When asked about the influences that inform his sound, Charlie recalls the creaking of the boat swing in the playground next to his Grandmother’s house as keenly as Sundays spent listening to his father’s jazz and classical LPs. When asked whether years touring with Robert Plant have rubbed off, Charlie – who revealingly refers to himself as a ‘blue-collar’ musician – recalls the feedback from his monstrous stack during stadium sound checks. It’s the bits in between that count for Charlie as much as his love for everyone from Messiaen to Miles, from Bernard Hermann to Barry White.

Each successive track on Love Form offers evidence of a muscular and musical brain that crackles with invention. While the iridescent shimmer and Swingle Singer-style vocals of ‘Dove Magic’ might evoke a darkly glittering demi-monde located somewhere between 1965 and 1972, for Charlie this track is a nostalgic paean to childhood.

Conceived as an account of his adventures in rock ‘n’ roll, the squalling drone and driving jazz drums of ‘Big Hair’ channels the Master Musicians of Joujouka and Jack de Johnette jamming in a Moroccan souk, evoking an inner landscape redolent with meaning.
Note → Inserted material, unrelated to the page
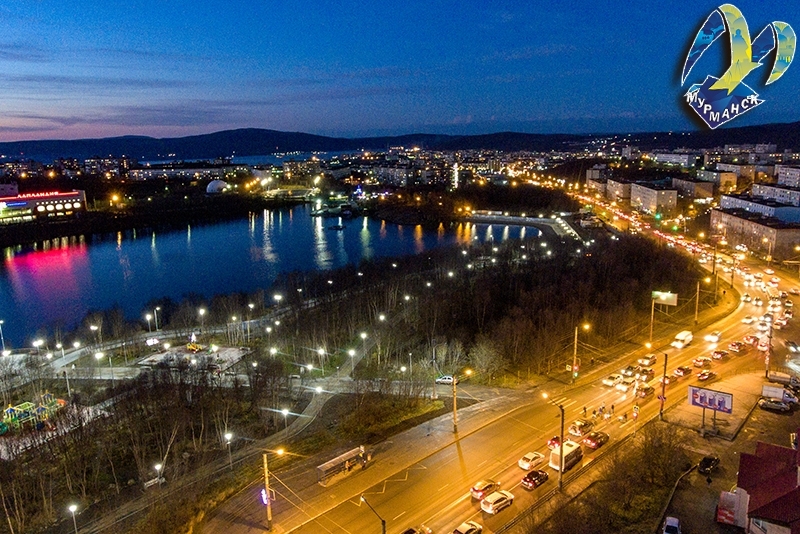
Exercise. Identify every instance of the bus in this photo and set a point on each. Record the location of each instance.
(572, 456)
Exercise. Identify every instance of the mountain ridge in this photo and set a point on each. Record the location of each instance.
(260, 141)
Elsewhere, such as on ‘Silver’, the presence of jazz percussion, strings and a soaring soul voice – generated entirely by electronic distortion – momentarily suggest different eras before taking you somewhere else entirely.
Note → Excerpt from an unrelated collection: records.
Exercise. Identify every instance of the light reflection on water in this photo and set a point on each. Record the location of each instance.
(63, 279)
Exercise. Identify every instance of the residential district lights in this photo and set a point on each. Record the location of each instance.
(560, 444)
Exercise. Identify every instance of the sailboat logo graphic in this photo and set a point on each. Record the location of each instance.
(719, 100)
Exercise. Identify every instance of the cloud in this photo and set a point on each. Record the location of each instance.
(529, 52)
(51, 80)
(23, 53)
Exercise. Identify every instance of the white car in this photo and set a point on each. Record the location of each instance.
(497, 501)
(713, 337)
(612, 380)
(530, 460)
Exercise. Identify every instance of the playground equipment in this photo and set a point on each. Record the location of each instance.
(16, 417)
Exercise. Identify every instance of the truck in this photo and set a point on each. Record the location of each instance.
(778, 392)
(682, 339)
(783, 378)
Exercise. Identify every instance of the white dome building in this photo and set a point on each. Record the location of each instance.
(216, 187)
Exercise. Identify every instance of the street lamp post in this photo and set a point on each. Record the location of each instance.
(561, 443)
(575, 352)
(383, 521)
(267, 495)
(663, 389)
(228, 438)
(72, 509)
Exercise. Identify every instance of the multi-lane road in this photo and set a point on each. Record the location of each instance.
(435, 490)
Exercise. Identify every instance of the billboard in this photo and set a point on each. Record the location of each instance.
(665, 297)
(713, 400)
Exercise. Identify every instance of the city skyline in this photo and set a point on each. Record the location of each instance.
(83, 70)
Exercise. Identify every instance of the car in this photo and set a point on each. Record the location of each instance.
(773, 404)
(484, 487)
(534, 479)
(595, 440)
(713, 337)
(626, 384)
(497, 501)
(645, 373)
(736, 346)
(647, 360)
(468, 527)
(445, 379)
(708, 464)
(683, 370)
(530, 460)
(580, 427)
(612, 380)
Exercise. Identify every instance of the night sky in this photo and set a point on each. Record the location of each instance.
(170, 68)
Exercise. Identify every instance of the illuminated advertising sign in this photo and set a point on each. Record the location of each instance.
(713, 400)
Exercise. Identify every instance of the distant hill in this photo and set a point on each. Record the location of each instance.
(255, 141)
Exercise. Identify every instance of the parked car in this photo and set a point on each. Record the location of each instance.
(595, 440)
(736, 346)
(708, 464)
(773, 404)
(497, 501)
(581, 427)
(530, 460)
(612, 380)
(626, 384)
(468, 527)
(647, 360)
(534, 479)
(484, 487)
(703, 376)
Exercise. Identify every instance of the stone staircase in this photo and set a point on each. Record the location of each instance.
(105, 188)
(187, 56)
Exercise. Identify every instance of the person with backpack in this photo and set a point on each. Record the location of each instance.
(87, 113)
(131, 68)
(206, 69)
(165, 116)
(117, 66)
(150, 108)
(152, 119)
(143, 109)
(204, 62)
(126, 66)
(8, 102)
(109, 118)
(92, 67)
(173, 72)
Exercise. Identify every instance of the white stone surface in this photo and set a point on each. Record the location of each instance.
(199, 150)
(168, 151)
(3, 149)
The choice of musicians he has assembled says much about the care with which Charlie approached the making of this remarkable album. They include leading harpist Ruth Wall, Portishead and Massive Attack collaborator Johnny Baggot on piano, Alison Goldfrapp on whistling duties and no fewer than four top-tier percussionists in Rob Brian, Chris Hughes, Clive Deamer and Tony Orrell.

The emphasis on live performance, often recorded in one take, is complemented by the absence of samples, loops, synthesizers or digital manipulation of any kind. Electronic sounds are generated using Charlie’s collection of pre-1970s, valve-driven equipment which Charlie maintains are at their best after warming up for at least eight hours. Tellingly, his favourite chunk of vintage machinery is the Rhode & Swartz Resonant Filter Amp, as used by Karlheinz Stockhausen. This wholly tactile approach is carried through to the mixing of the album by veteran producer/engineer Stuart Bruce, resulting in a deeply visceral sound.

Love Form is an album of singular vision, unfettered ambition and an oceanic musicality, the likes of which is currently in scarce supply. Finally stepping out from the shadows, Charlie Jones is going to quietly blow your mind.